While the assurances are sent out each year, he said, given the current political climate, signing off on those documents was different than in the past.
He said the revised documents removed the references to the executive orders, but still included the language from the dear colleague letter.
After the court’s decision, there was a lot of push back MacLean said, but then the revised version was sent after many boards and superintendents had already signed the documents.
They were told by the department that if they had sent the documents already they did not need to sign and send the second set by Lindsey Labonville, administrator of the Bureau of Federal Compliance in a letter with the revised documents sent Tuesday.
MacLean said some school boards will not be meeting again this month so have yet to discuss the revised documents.

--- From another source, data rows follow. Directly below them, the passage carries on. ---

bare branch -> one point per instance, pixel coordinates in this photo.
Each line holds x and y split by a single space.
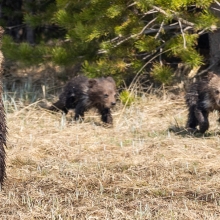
160 29
184 40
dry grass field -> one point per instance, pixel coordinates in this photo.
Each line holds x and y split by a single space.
145 167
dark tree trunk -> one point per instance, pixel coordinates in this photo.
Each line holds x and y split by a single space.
29 29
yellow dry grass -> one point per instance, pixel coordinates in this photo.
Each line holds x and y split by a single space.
139 169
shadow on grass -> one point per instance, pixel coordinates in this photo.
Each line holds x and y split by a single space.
184 132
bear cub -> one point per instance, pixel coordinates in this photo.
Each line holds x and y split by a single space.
202 98
82 94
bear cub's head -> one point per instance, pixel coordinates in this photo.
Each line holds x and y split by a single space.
102 91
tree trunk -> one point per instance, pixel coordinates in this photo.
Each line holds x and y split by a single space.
214 43
3 128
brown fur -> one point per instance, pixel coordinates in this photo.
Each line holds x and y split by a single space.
202 98
82 94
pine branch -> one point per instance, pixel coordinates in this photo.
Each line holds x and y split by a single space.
174 17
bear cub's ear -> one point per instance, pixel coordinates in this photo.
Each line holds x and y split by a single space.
110 79
92 82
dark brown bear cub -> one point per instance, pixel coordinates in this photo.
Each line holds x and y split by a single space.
202 98
82 94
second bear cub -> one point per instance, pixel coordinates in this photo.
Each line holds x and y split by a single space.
202 98
82 94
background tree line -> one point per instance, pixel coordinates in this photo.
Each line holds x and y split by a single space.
119 37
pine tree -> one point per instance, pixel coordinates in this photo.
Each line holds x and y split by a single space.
123 38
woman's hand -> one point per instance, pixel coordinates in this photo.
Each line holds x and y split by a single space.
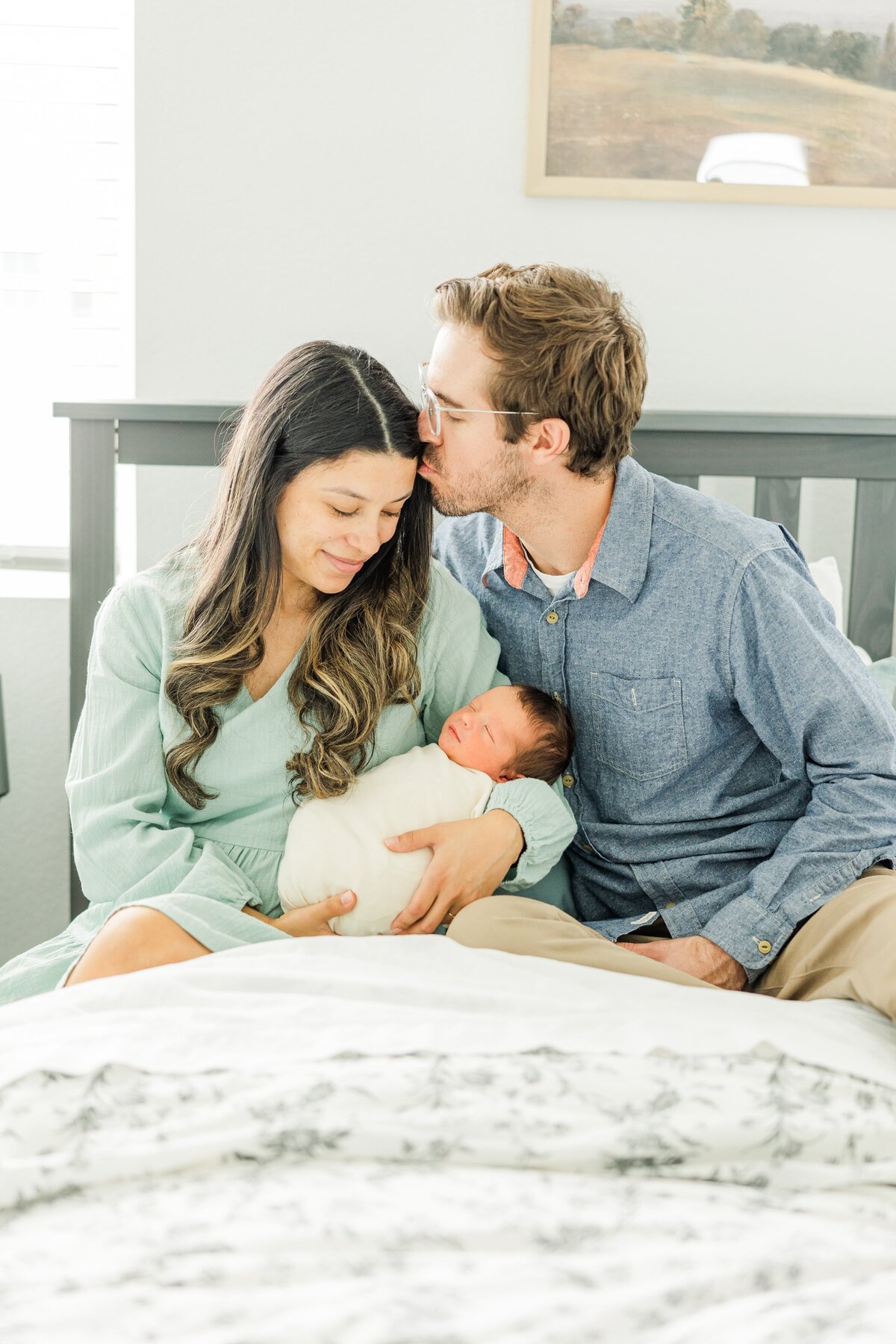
311 921
469 860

He said the department has said they will accept documents after the June 1 deadline so boards do not have to have a special meeting.
He said school districts still have concerns with the revised documents under the executive orders and the challenges to those orders in courts.
MacLean said they are asking for more assurances than in the past. He noted some districts are not sending back the documents.
Some districts have other resources to use to push back against the new requirements, but others like Manchester, which receives millions of dollars in federal money, and some small districts need every dollar they can get, MacLean said.
Rep. David Luneau, D-Hopkinton, a former Hopkinton School Board member, said what the new documents do is contrary to good schooling.
They put incredible pressure on public school boards and public school districts given the challenges they face and what their mission is, he said.
“It’s a clear attempt by Trump and aided by the New Hampshire Commissioner of Education to dismantle public schools,” Luneau said, “If the governor is not doing anything to stop it, she is complicit too.”
The Department of Education was sent questions about the documents but did not answer the questions, instead it sent copies of the original “general assurances” document and the revised one.
Asked again if they had any comments, communications administrator Kimberly Houghton, said not at this time.